Tuesday, January 04, 2005

Social Security and the Markets

     One of the central tenets, if not the central axiom, of the "Markets do it better" philosophers is based on the idea that markets set correct prices.  One of the central premises of the Bu$hCo Fraud[1] known as "reform" of Social Security is that individuals will invest their own retirement portfolios.  Accurate pricing assumes that the buyer can choose between the available options.  There are, however, thousands of stocks available on the New York Stock Exchange and the American Exchange, and many thousands more on NASDAQ and regional exchanges.  The "new" entrant into the market will more likely than not put their money in a firm whose name they already know, namely, the Blue Chip and Fortune 50 firms.

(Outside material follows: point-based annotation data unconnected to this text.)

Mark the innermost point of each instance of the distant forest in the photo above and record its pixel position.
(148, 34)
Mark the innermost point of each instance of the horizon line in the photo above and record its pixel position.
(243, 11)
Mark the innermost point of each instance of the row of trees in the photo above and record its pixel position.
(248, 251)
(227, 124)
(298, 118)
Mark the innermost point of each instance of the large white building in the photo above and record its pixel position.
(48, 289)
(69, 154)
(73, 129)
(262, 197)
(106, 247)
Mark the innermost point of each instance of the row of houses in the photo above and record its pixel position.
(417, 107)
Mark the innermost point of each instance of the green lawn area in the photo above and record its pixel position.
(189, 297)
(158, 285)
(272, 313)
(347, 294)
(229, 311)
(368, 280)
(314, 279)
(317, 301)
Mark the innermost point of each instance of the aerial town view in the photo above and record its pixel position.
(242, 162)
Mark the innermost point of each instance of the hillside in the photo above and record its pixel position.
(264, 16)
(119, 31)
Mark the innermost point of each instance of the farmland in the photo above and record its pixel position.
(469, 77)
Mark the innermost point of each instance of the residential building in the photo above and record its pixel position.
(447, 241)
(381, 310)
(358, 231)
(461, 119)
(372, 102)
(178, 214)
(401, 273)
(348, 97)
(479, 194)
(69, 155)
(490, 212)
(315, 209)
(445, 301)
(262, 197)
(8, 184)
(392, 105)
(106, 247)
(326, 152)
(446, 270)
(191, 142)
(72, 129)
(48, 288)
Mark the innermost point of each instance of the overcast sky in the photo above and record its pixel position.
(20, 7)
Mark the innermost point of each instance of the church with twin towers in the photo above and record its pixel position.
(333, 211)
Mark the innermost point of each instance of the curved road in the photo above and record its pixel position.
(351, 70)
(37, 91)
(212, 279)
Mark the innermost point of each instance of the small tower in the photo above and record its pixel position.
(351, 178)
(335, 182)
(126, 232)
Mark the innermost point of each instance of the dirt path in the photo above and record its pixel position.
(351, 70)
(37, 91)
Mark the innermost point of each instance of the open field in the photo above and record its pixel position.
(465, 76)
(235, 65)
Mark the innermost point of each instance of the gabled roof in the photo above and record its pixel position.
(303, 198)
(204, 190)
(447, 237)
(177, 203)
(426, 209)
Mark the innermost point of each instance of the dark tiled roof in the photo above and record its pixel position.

     Markets, because no buyer knows the full range of options, are inefficient pricers.  I am not, in this post, even going into the central promises and government theory bases of a national pension program.  What does government theory say about encouraging citizens to adopt corporate risk?  Stocks represent an adoption of risk, for a probability of a reward.  Adopting risk is, in effect, the opposite purpose of a government pension program.  There are flaws in the Social Security program, and there are issues to be addressed.  The privatization plans do not address the flaws, and the current debate is not addressing the issues.

     As computer people say, "Garbage In, Garbage Out."


     [1] Like the war in Iraq, the Bush administration has already decided that Social Security will be partially privatized.  Nothing anyone can say or do will change their goals.  This is like the Iraq War, most notably, but also like most every other serious program pushed by the Bush administration.&nsbp; There is no god, Mr. Bush.